In the fall of 1986, after making great progress in recovering from a five-day diabetic coma, Jerry Garcia gloriously returned to the stage. In 1987, more quietly, he also returned to the page. 

A budding young art student in the 1960s, Garcia had set aside visual arts for the faster-paced, collaborative spirit of The Grateful Dead. But now things were different. 

On that first tour following his return, Garcia could be seen at any odd moment tucked away with a sketchbook, penciling meditative abstract designs. His wife admired his work, not wanting to interrupt. 



Decamping from their last hotel, she asked after one of his sketches. Offhandedly, he mentioned that he left it behind. She called the hotel and tried to get it back but to no avail. 

It would hardly matter. From that moment on, Jerry Garcia would never be far from his sketchbooks. He committed at least 2,000 experiences, moments, and impressions to pictorial paper memory in the nine years remaining of his life. 

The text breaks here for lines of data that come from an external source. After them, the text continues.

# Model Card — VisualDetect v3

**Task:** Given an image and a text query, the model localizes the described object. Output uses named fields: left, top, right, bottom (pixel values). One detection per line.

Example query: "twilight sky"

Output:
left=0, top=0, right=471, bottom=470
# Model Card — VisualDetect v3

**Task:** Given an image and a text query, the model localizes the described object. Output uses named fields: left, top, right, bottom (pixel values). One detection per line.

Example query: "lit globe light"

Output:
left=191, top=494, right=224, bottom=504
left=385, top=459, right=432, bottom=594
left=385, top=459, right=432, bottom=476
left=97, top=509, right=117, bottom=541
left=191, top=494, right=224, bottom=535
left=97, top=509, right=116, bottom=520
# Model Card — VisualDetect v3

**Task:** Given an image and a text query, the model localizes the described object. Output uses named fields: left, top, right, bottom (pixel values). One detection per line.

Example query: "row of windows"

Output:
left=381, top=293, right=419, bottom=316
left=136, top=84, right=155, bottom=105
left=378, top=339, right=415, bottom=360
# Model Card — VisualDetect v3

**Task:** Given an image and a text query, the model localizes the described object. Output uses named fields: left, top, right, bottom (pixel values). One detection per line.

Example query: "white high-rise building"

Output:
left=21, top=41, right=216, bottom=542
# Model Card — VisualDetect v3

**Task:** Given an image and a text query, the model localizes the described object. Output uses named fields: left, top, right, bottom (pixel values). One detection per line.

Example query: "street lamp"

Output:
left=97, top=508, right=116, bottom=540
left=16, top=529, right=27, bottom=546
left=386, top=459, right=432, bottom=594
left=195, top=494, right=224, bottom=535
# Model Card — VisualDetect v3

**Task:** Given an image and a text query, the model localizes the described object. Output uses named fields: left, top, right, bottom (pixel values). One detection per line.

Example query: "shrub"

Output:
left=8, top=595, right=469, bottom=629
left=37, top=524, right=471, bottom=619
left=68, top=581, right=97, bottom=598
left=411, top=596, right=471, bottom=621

Like his music, Garcia found himself more enmeshed with the process, the feeling of creation, than with arriving at some perfected final ideation. An admirer of Paul Klee and Van Gogh, Garcia was drawn to rough, round, and improvised lines and colors to record his memories, thoughts, and impressions.



Garcia used his sketchbook as a journal, a travelogue, and a place to explore creatively — both by himself and with his wife and daughter. He set aside space in his Bay Area home for a studio to paint and draw, but he could just as often be found doing the same on the couch with his daughter, at the kitchen table, or in any of his various vacation and tour destinations.

Whether it was feeding fish frozen peas in Hawaii, watching his daughter ride a carousel in Paris, seeing Sarah Vaughan sing in Berkeley, or merely sketching the housepets, the sketchbook served as Garcia’s haven for reflection, and a diary of a life lived in images and emotion.